PEtab-dev / libpetab-python

Python package for working with PEtab files
https://libpetab-python.readthedocs.io
MIT License
14 stars 6 forks source link

writer functions do not perform sanity checks + use misleading options for writing tsv #26

Open FFroehlich opened 3 years ago

FFroehlich commented 3 years ago

When having dedicated writer functions such as petab.conditions.write_condition_df etc, I would actually expect that they perform some kind of sanity check on the output. Having pretty bare wrappers around pd.to_csv doesn't seem to helpful, especially since the writers use index=True, which is not consistent with the providede spec and, since the readers don't use index_col=0, leaves an Unnamed 0 column in the imported DataFrame.

dweindl commented 3 years ago

The index mess shouldn't be there, yeah.

Having pretty bare wrappers around pd.to_csv doesn't seem to helpful

They are there so they can be filled as soon as somebody motivated comes in to do so.

Regarding output checking, I am not sure whether we want to do that by default. I would find it more meaningful to check the complete set of files afterwards, not individual ones. But whether this should happen by default is also up for discussion.

dweindl commented 3 years ago

since the readers don't use index_col=0

That is on purpose, as the order of columns is arbitrary. All readers should set the correct index by name.

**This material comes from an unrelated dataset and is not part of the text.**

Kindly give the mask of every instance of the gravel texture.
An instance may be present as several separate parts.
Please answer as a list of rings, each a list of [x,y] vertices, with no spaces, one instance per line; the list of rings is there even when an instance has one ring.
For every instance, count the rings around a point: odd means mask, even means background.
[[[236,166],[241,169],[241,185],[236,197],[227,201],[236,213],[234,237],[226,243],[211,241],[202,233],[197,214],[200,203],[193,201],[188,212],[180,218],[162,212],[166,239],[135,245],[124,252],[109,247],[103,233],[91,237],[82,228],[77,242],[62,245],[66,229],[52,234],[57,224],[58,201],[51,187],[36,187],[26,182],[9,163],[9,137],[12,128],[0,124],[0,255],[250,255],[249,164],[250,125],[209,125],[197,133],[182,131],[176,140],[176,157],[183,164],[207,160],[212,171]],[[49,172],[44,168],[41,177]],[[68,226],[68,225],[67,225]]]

FFroehlich commented 3 years ago

since the readers don't use index_col=0

That is on purpose, as the order of columns is arbitrary. All readers should set the correct index by name.

They don't. Also pd.to_csv will always put the index as first column. If the readers set the index based on a column name, it doesn't make too much sense to write the index itself to file.

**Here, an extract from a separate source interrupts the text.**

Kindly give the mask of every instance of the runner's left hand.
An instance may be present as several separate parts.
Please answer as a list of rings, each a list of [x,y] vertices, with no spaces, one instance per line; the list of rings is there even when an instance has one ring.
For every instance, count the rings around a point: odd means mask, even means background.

FFroehlich commented 3 years ago

The index mess shouldn't be there, yeah.

Having pretty bare wrappers around pd.to_csv doesn't seem to helpful

They are there so they can be filled as soon as somebody motivated comes in to do so.

It is one line of code. If one wants to save time and effort, why bother implementing them in the first place.

Regarding output checking, I am not sure whether we want to do that by default. I would find it more meaningful to check the complete set of files afterwards, not individual ones. But whether this should happen by default is also up for discussion.

Running on the files individually only performs a subset of checks, which is better than nothing IMHO. I think running a lint on the whole also makes sense for both input and output makes sense but is currently done for neither.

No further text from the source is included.